- cross-posted to:
- gaming@beehaw.org
- cross-posted to:
- gaming@beehaw.org
Collective shout seems to have expanded its scope: games like cult classic Fear And Hunger have been removed from Itch.io, while horror game VILE: Exhumed has been delisted from Steam just a week after launch.
The worm that keeps getting put into payment processor’s brains is that they might somehow be held criminally liable for games people purchase. It’s like telling a bus driver that they might be liable because they gave a ride to someone who robbed a store.
NOW that they’ve started curating, that has become way more likely to actually happen. They could have claimed to be a neutral carrier before. Actively filtering means they’ve decided to take on that responsibility, and the consequences for missing stuff.
They’re morons
i assume you’re allowed to buy guns with them in the US? that’s WAY more directly attributable
Time to sue my credit card company for preventing my purchases, but failing to prevent a purchase that was detrimental to me
That’s one way to not understand what I meant, I guess.
I’ve heard this reasoning a few times. I don’t buy it. Illegal content is already illegal. You aren’t allowed to sell it. Policing particular content beyond that doesn’t cover your ass. In fact, it implicates you if you do process payments for illegal content.

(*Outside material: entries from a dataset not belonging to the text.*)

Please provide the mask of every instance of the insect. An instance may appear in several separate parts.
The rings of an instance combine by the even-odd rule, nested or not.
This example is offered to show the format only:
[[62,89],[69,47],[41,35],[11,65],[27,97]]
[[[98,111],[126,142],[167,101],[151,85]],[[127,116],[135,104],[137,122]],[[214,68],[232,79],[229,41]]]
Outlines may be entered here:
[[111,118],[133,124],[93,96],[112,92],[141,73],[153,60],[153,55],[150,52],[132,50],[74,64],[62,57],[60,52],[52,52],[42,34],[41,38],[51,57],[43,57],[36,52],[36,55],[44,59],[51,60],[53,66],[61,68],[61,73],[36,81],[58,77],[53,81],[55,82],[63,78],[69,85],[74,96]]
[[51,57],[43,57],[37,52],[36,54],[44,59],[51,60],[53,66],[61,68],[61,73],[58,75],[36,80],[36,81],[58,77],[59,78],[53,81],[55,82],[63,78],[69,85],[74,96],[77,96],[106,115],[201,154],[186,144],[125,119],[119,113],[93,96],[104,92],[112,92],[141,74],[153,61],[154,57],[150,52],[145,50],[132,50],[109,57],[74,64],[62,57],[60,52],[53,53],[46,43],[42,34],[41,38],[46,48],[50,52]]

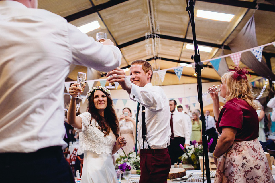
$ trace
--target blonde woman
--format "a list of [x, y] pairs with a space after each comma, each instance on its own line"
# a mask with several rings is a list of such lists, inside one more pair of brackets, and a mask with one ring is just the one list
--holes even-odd
[[201, 121], [200, 120], [197, 113], [193, 112], [193, 119], [192, 120], [192, 133], [190, 139], [191, 141], [196, 140], [197, 142], [201, 142], [202, 126]]
[[[213, 100], [216, 127], [221, 134], [213, 153], [217, 170], [214, 182], [273, 182], [266, 157], [258, 139], [258, 106], [253, 102], [246, 68], [228, 70], [221, 77], [220, 95], [226, 102], [219, 110]], [[211, 87], [209, 89], [213, 89]]]

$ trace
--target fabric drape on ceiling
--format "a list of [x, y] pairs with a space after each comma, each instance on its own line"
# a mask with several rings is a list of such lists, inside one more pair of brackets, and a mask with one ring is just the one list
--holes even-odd
[[[233, 53], [258, 46], [254, 15], [236, 37], [228, 45]], [[259, 62], [251, 51], [242, 53], [241, 61], [260, 76], [275, 81], [275, 75], [268, 68], [266, 62], [264, 60]]]

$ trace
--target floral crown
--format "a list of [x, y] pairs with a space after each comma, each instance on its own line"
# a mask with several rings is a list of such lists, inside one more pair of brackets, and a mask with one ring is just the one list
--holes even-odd
[[[233, 77], [234, 79], [238, 81], [240, 80], [242, 78], [243, 78], [244, 79], [245, 81], [246, 81], [246, 82], [247, 83], [248, 81], [247, 77], [246, 77], [246, 75], [245, 75], [245, 74], [248, 74], [249, 72], [249, 71], [247, 70], [247, 69], [250, 69], [251, 70], [252, 70], [252, 69], [247, 68], [247, 67], [246, 67], [242, 69], [241, 69], [239, 67], [239, 68], [238, 68], [237, 67], [234, 67], [231, 65], [229, 65], [232, 66], [232, 67], [235, 68], [235, 69], [229, 69], [227, 70], [227, 71], [233, 74]], [[249, 75], [250, 76], [250, 77], [251, 77], [251, 75], [249, 74]]]
[[88, 92], [87, 93], [87, 95], [86, 96], [86, 100], [89, 100], [90, 98], [90, 96], [91, 96], [92, 93], [95, 91], [95, 90], [99, 89], [107, 93], [109, 95], [109, 96], [111, 96], [111, 92], [110, 92], [109, 90], [105, 87], [103, 87], [102, 86], [99, 86], [93, 87], [93, 88], [89, 90]]

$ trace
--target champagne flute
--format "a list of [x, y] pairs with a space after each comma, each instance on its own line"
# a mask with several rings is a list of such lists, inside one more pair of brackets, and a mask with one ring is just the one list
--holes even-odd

I’ve never seen any argument from them that this is the reasoning. The only rule they need is that you aren’t allowed to sell illegal content on your platform. That covers everything. Going beyond that implies there’s a different reason. They’re being influenced by something else other than the law.

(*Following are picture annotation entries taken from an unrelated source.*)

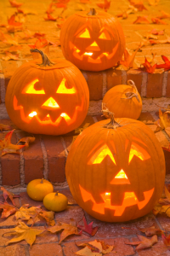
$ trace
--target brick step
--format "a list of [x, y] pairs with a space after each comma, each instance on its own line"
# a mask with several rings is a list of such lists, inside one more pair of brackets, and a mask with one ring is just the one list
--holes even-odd
[[[139, 120], [145, 123], [152, 131], [156, 130], [154, 122], [158, 119], [156, 113], [143, 113]], [[76, 130], [63, 136], [35, 135], [36, 140], [20, 154], [8, 154], [1, 157], [0, 184], [17, 188], [26, 188], [32, 179], [44, 177], [55, 187], [67, 186], [65, 175], [66, 157], [71, 145], [78, 134], [94, 123], [105, 119], [103, 116], [88, 115]], [[0, 119], [0, 124], [9, 125], [15, 129], [12, 137], [12, 143], [26, 136], [32, 136], [19, 130], [10, 119]], [[0, 133], [3, 139], [8, 131]], [[162, 131], [156, 133], [161, 145], [168, 148], [170, 131]], [[167, 174], [170, 174], [170, 153], [164, 151], [167, 165]]]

I think it actually is more complicated. There are anti obscenity laws in the United States where these companies (Steam and Itch.io, but also Visa, Mastercard, Stripe and Paypal) are based. The way those laws have been applied have been mostly permissive in the recent past, but I think there’s reason to believe that this could change quickly. We may find ourselves in a situation where the highest court decides that this has all been illegal this whole time. Procedural and legal norms are feeling a bit shaky these days. People wonder why payment processors would bend over backwards on behalf of some group of aussie weirdos, but maybe being on their good side isn’t the concern. Maybe it’s that they’re trying to self regulate to get ahead of any government action. Collective Shout may just be highlighting to them the most risky instances, making it so that they have no plausible deniability with regards to the content they are processing payments for.
What argument have you seen from them that is their reasoning?

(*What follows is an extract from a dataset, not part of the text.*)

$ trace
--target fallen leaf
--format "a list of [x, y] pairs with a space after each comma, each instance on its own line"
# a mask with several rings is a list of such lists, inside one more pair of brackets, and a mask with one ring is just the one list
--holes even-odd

We don’t know their reasoning. However, we do know their requirement, which is not “no illegal content.” It’s “no content involving rape or incest” or something like that. They have also stated publicly they do not want to be involved in regulating legal content, but, again, that isn’t what they required. If they only cared about illegal content then that’s what their requirement would say, but it isn’t.
Okay so none then.
And also none from the person above, but the logic doesn’t check out. Using basic inference, we know it isn’t about legal content. That already wasn’t allowed, so no changes needed to be made. There must be another reason. What is it? I don’t know. I’m not making a claim to knowledge of what it is. I’m only proving that it isn’t what the other person claimed. Burden of proof is on the person making a claim, not the one disputing it.
The point is “I haven’t heard them say this” is not a legitimate argument, because you haven’t heard them say anything about anything, because they haven’t said anything, and speculation is all we have.
That what I just dont get about this.
If payment processors think they are liable because these games cause harm then where does it stop? Supermarkets sell cigarettes and so on…
I hate corpos as much as the next guy, but I don’t think that’s a good rule to have.
It should also be bullshit in most if not all countries.